The paths now include `/kid` and `/jku` to make sure the hints match accordingly in the UI. Otherwise `/delete` would pick up both hints from both assignments as the paths overlap.
Closes: #1715
* fix: update to latest pre-commit version
* fix: increase timeouts for server to start during integration tests
* fix: use banners correctly
* fix: passing command line arguments
Since we already have `webwolf.port` it makes sense to also define `webwolf.port` explicitly and not rely on `server.port`
Closes: #1910
* refactor: modernize code
* refactor: move to Tomcat
* chore: bump to Spring Boot 3.3.3
* refactor: use Testcontainers to run integration tests
* refactor: lesson/assignment progress
* chore: format code
* refactor: first step into removing base class for assignment
Always been a bit of an ugly construction, as none of the dependencies are clear. The constructors are hidden due to autowiring the base class. This PR removes two of the fields.

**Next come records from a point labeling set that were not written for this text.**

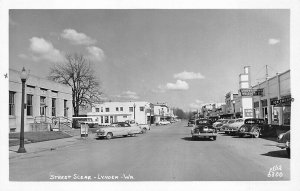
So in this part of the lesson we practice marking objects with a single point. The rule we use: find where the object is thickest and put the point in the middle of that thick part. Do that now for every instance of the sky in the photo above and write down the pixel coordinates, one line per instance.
(182, 57)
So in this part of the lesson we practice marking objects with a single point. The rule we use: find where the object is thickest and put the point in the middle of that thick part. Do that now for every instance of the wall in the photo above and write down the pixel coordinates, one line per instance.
(33, 86)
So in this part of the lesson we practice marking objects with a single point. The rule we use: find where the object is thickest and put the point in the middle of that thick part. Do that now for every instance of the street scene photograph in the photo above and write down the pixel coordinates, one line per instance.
(149, 95)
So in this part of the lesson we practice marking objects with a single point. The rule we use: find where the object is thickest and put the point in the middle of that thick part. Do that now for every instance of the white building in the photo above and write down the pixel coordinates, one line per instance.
(44, 100)
(110, 112)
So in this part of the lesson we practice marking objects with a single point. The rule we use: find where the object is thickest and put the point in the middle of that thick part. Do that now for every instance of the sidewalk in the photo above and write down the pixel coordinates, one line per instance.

As a bonus we now wire the authentication principal directly in the controllers.
* refactor: use authentication principal directly.
* refactor: pass lesson to the endpoints
No more need to get the current lesson set in a session. The lesson is now passed to the endpoints.
* fix: Testcontainers cannot run on Windows host in Github actions.
Since we have Windows specific paths let's run it standalone for now. We need to run these tests on Docker as well (for now disabled)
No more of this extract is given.